Agree fully with the assesment on who is responsible for their own behaviour, where external "stimuli" (as I'll just call what Malorn described with "flaunting their goods") can never lead to an action and then shifted under the pretense of a reaction, thereby placing the blame on the person who supposedly initiated the action. In this case that would be the female. You can not blame someone for walking somewhere or wearing particular things if that leads to them being the victim of crimes.

Only those who committed the crime can be held responsible for acting upon whatever opportunity or stimulus they (claim to have) "received": as long as there is no explicit consent by the victim, there's no reason to act. If people believe clothing to be an approval of a crime, then they are simply mentally ill.

Leaving a door open is not an invitation to come in. It creates an opportunity, yes, but then that would mean you should never be free to open your door.
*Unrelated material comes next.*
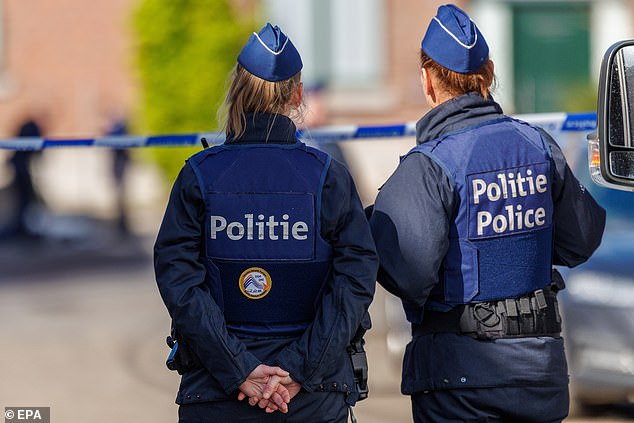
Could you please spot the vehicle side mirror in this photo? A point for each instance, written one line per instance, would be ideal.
(611, 147)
Is it naive and not recommendable to leave a door open? Certainly, but not because you invite people in, but because there are criminals actively looking for opportunities. Yet surely that doesn't mean you are to be blamed for those that intend to commit a crime the moment they get an opportunity?



@Sheppy: regarding the taking matters into his own hand after being told not to... I'm not sure we can be sure that's the case: verbally, Zimmerman approved/agreed/submitted to the order not to follow Martin. We don't know what happened after wards. If he returned to his car, but ran into or got jumped by Martin (for whatever reason), then technically he did abandon the pursuit.

We simply don't know what happened.

Last edited by Figment; 2012-04-24 at 09:49 AM.